Pharmacological: macrocyclic lactone

FDA Approved Indications

Treatment of onchocerciasis (river blindness) in adults and children over 12 years of age

Mechanism of Action

Moxidectin binds to invertebrate glutamate-gated chloride channels, causing increased permeability to chloride ions, leading to hyperpolarization of nerve or muscle cells, resulting in paralysis and death of the parasite.

Dosage and Administration

Adult: Single oral dose of 8-8.6 mg, as per specific product instructions.

Pediatric: Not FDA approved for children under 12; use in pediatric populations not well established.

Geriatric: No specific adjustments recommended, but caution in patients with hepatic or renal impairment.

Renal Impairment: No specific dose adjustments; monitor patients closely.

Hepatic Impairment: No specific dose adjustments; use with caution, as hepatic function may affect drug metabolism.

Pharmacokinetics

Absorption: Well absorbed orally.

Distribution: Widely distributed in body tissues, including skin and fat.

Metabolism: Primarily metabolized in the liver.

Excretion: Excreted mainly in feces, with minimal urinary excretion.

Half Life: Approximately 16-31 days, supporting a once-only dose for treatment.

Contraindications

Hypersensitivity to moxidectin or other macrocyclic lactones.
Pregnancy and lactation: insufficient data; use with caution.

Precautions

Use with caution in patients with severe hepatic impairment.
Monitoring for adverse effects in pediatric populations.

Adverse Reactions - Common

Mild gastrointestinal symptoms (nausea, diarrhea) (Rare)

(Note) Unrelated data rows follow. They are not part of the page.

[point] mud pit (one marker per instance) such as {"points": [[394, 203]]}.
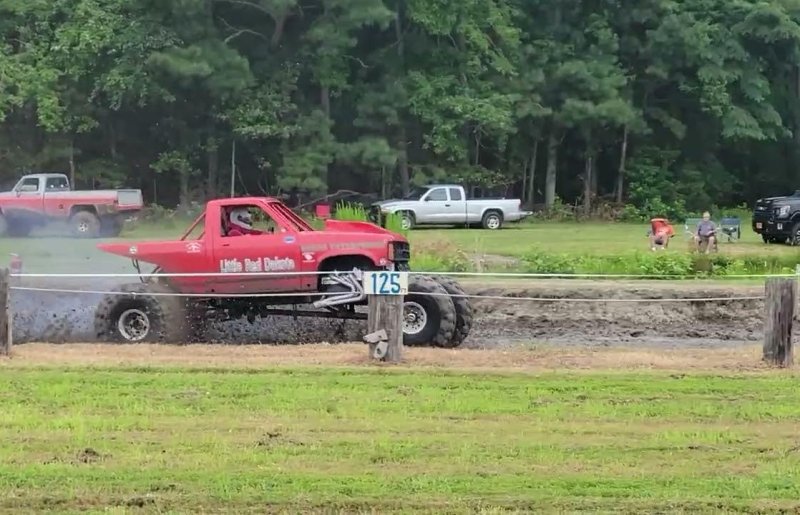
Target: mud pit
{"points": [[507, 322]]}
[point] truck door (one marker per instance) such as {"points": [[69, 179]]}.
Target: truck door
{"points": [[456, 207], [29, 199], [434, 207], [273, 255]]}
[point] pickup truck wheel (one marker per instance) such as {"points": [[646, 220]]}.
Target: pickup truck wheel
{"points": [[111, 227], [407, 221], [85, 224], [794, 239], [492, 220], [429, 315], [19, 229], [464, 312], [141, 318]]}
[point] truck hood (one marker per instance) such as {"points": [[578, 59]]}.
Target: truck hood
{"points": [[348, 226], [155, 252], [393, 203]]}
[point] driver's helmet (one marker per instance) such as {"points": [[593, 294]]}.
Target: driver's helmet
{"points": [[241, 218]]}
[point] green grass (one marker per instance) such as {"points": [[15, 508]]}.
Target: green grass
{"points": [[602, 239], [179, 439]]}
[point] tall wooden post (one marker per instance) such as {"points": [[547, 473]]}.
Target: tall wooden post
{"points": [[780, 310], [385, 290], [5, 323]]}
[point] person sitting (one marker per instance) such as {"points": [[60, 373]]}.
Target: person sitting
{"points": [[241, 223], [660, 233], [706, 234]]}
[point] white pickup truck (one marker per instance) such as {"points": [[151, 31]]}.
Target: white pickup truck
{"points": [[447, 204]]}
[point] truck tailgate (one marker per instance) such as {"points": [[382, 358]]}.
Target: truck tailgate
{"points": [[129, 198]]}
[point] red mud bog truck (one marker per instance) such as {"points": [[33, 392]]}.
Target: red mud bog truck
{"points": [[39, 199], [220, 276]]}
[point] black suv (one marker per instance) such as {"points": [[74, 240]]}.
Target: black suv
{"points": [[777, 219]]}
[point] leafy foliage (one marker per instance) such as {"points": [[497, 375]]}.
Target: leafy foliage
{"points": [[662, 106]]}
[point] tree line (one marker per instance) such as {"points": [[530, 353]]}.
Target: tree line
{"points": [[658, 104]]}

Adverse Reactions - Serious

Hypersensitivity reactions, including rash, swelling, difficulty breathing (Very rare)

Drug-Drug Interactions

May increase the risk of adverse effects when combined with other CNS depressants or medications affecting the blood-brain barrier.

Drug-Food Interactions

N/A

Drug-Herb Interactions

N/A

Nursing Implications

Assessment: Monitor for signs of allergic reactions, neurological symptoms, and gastrointestinal symptoms.

Diagnoses:

Risk for allergic reaction
Risk for neurological side effects

Implementation: Administer as a single oral dose with food or as directed. Educate patient on potential side effects.

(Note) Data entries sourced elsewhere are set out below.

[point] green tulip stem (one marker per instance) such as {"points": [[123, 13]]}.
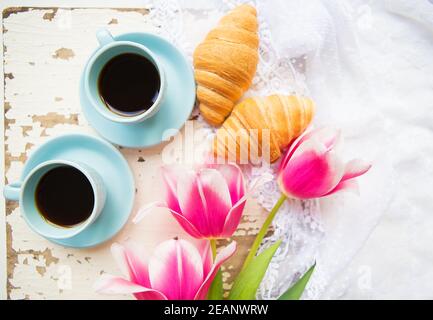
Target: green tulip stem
{"points": [[263, 231], [213, 247]]}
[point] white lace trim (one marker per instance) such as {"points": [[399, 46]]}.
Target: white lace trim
{"points": [[298, 223]]}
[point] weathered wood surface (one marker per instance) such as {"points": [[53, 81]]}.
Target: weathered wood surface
{"points": [[44, 53]]}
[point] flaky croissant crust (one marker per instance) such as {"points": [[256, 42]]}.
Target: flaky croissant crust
{"points": [[261, 128], [225, 63]]}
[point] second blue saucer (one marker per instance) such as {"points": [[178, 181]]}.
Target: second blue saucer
{"points": [[175, 109]]}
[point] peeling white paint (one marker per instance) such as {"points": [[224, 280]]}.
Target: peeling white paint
{"points": [[39, 80]]}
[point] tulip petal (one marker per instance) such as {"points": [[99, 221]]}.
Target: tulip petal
{"points": [[206, 255], [218, 201], [187, 225], [233, 218], [235, 214], [221, 257], [176, 269], [311, 172], [131, 263], [109, 284], [327, 136], [192, 202], [355, 168], [347, 185]]}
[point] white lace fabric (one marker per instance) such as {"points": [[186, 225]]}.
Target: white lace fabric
{"points": [[314, 56]]}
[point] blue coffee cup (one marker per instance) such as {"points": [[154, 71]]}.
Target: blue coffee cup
{"points": [[24, 192], [110, 48]]}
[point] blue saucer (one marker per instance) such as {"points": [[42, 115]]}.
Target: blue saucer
{"points": [[114, 171], [176, 107]]}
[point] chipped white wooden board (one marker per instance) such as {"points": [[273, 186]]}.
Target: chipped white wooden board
{"points": [[45, 52]]}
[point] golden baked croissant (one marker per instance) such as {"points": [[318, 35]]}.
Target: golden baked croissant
{"points": [[225, 63], [262, 128]]}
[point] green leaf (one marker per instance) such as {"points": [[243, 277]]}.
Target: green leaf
{"points": [[295, 292], [248, 280], [216, 288]]}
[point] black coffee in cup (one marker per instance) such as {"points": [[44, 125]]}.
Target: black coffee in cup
{"points": [[129, 84], [64, 196]]}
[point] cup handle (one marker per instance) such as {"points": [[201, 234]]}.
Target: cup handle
{"points": [[104, 37], [12, 191]]}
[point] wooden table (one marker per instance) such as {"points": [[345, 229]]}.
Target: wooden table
{"points": [[44, 52]]}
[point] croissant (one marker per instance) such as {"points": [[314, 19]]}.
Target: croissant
{"points": [[225, 63], [261, 128]]}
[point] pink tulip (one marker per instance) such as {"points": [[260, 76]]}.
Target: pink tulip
{"points": [[177, 270], [313, 168], [207, 202]]}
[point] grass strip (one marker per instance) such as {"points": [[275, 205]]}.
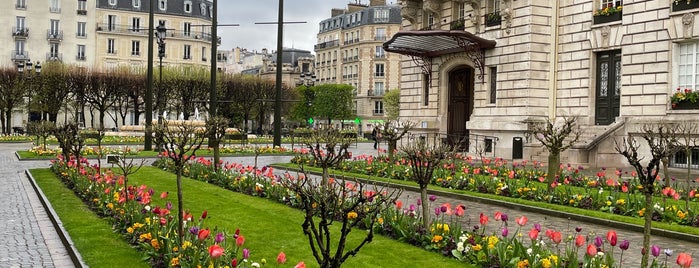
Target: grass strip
{"points": [[93, 236], [603, 216], [270, 227]]}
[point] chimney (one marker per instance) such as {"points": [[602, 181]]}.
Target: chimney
{"points": [[336, 12], [374, 3]]}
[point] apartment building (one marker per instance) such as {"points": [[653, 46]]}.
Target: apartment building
{"points": [[99, 34], [350, 51], [487, 70]]}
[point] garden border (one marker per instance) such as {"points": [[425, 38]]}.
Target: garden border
{"points": [[550, 212], [67, 242]]}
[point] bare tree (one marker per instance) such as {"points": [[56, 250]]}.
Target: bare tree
{"points": [[328, 147], [661, 142], [181, 141], [556, 137], [350, 204], [424, 158]]}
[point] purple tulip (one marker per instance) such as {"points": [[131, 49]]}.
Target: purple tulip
{"points": [[599, 241], [194, 230], [655, 250], [624, 245], [219, 238]]}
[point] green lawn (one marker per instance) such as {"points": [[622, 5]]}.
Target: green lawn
{"points": [[93, 236], [269, 227]]}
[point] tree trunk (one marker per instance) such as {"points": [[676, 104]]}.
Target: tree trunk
{"points": [[180, 203], [553, 167], [647, 228]]}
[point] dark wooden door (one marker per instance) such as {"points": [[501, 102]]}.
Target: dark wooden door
{"points": [[460, 105], [608, 87]]}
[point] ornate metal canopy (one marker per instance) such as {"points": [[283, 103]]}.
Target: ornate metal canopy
{"points": [[422, 46]]}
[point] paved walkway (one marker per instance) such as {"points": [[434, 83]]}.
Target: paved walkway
{"points": [[29, 240]]}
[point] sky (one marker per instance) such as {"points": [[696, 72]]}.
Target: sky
{"points": [[256, 37]]}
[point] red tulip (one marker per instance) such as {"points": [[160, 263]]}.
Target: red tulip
{"points": [[579, 241], [521, 220], [203, 234], [281, 258], [611, 238], [533, 234], [239, 241], [215, 251], [684, 260], [591, 250]]}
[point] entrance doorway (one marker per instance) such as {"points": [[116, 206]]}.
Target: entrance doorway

Evaluation: Assess for clinical improvement and adverse effects, ensure patient understanding of medication purpose and side effects.

Patient/Family Teaching

Take medication exactly as prescribed.
Report any allergic reactions or neurological symptoms immediately.
Avoid driving or operating machinery if affected.
Complete the full course if multiple doses are prescribed, even if symptoms resolve.

Special Considerations

Black Box Warnings:

No black box warnings currently issued for moxidectin.

Genetic Factors: N/A

Lab Test Interference: N/A

Overdose Management

Signs/Symptoms: Potential neurological toxicity, such as ataxia, confusion, somnolence.

Treatment: Supportive care; no specific antidote. Consult poison control.

Storage and Handling

Storage: Store at room temperature, 20°C to 25°C (68°F to 77°F).

Stability: Stable for the duration of the shelf life as per manufacturer instructions.